BB contributor Ben Marks tells us of a new documentary film in production about UCLA's Quidditch team that Ben's son founded in 2009:
In May of 2011, when filmmaker Farzad Nikbakht Sangari was relatively early in his career as an M.F.A. candidate at UCLA's School of Theater, Film and Television, he noticed a co-ed group of students on the university's Intramural field, running around with short brooms between their legs. Hurling underinflated volley balls and dodge balls at each other, as well as through hula hoops on opposite ends of the field, it turned out they were playing Quidditch, the fictional game made famous in the Harry Potter books and movies.
"I stopped and looked," he recalls, "and I saw that a lot of other people were looking, too. That sort of caught my eye." Nikbakht Sangari immediately began documenting the students and their practice sessions, producing a short film for one of his classes. By fall, he was following the team obsessively, and did so all the way to the 2011 Quidditch World Cup in New York City. One-hundred-and-seven hours of footage and two years later, a Kickstarter for "Mudbloods," his feature-length documentary about the team and sport (produced by newly minted UCLA grad Eric Martin) has been launched, featuring a funny, heart-stopping trailer that captures the quirky spirit and full-contact action of the game.
Though initially drawn to his subject for the range of responses it elicited from bystanders, Nikbakht Sangari soon realized that there was something deeper going on here. "When I was growing up in Iran," he says, "I fell in love with reading and books. I loved the idea that these players had taken something that came out of a novel and were doing something positive and creative with it, making fiction tangible and real."
Nikbakht Sangari also loved the idea that the co-ed group of students, who were definitely athletic but would probably not have made the cut on UCLA's prime-time basketball or football squads, had created a vehicle that gave them the sense of camaraderie that comes from being on a team, as well as a way to represent their community and school. "They did all this themselves," he says. "They didn't have to be on one of the school's established teams to enjoy the benefits of the camaraderie you get when playing sports. They made it happen on their own terms."
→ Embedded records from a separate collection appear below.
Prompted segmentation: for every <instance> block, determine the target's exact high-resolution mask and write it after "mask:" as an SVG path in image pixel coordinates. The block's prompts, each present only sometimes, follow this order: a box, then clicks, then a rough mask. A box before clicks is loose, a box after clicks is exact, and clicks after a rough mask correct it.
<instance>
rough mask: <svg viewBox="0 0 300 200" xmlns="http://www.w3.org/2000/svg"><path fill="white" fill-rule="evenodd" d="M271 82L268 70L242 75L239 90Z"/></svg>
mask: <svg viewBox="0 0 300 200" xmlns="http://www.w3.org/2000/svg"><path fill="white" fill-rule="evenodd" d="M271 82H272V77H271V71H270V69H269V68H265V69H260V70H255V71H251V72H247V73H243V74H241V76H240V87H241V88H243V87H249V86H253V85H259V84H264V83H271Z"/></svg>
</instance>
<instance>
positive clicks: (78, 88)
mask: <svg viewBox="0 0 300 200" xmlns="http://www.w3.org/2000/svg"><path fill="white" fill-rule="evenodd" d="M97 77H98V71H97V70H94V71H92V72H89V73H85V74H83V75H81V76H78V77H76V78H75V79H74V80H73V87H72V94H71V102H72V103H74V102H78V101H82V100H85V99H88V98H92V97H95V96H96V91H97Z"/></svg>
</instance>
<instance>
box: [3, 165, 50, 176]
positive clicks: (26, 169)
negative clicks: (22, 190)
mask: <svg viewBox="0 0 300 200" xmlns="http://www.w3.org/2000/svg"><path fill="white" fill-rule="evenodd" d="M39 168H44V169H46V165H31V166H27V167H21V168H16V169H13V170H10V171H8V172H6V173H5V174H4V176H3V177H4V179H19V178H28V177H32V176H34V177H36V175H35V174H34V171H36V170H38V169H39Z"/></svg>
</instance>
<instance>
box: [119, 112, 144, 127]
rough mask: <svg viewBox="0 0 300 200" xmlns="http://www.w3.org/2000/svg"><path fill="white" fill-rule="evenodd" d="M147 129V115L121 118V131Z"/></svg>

With or without the Kickstarter funds, the plan is to finish the post-production by the end of the year and submit the film to festivals in the coming months. In the meantime, Nikbakht Sangari is grateful he wandered by those kids running around with brooms between their legs more than two years ago. "I was very fortunate to be in the right place at the right time," he says, "to meet a bunch people who were just really interesting characters—funny, smart, creative, self-aware, self-deprecating. It also looked like they were just having a great time."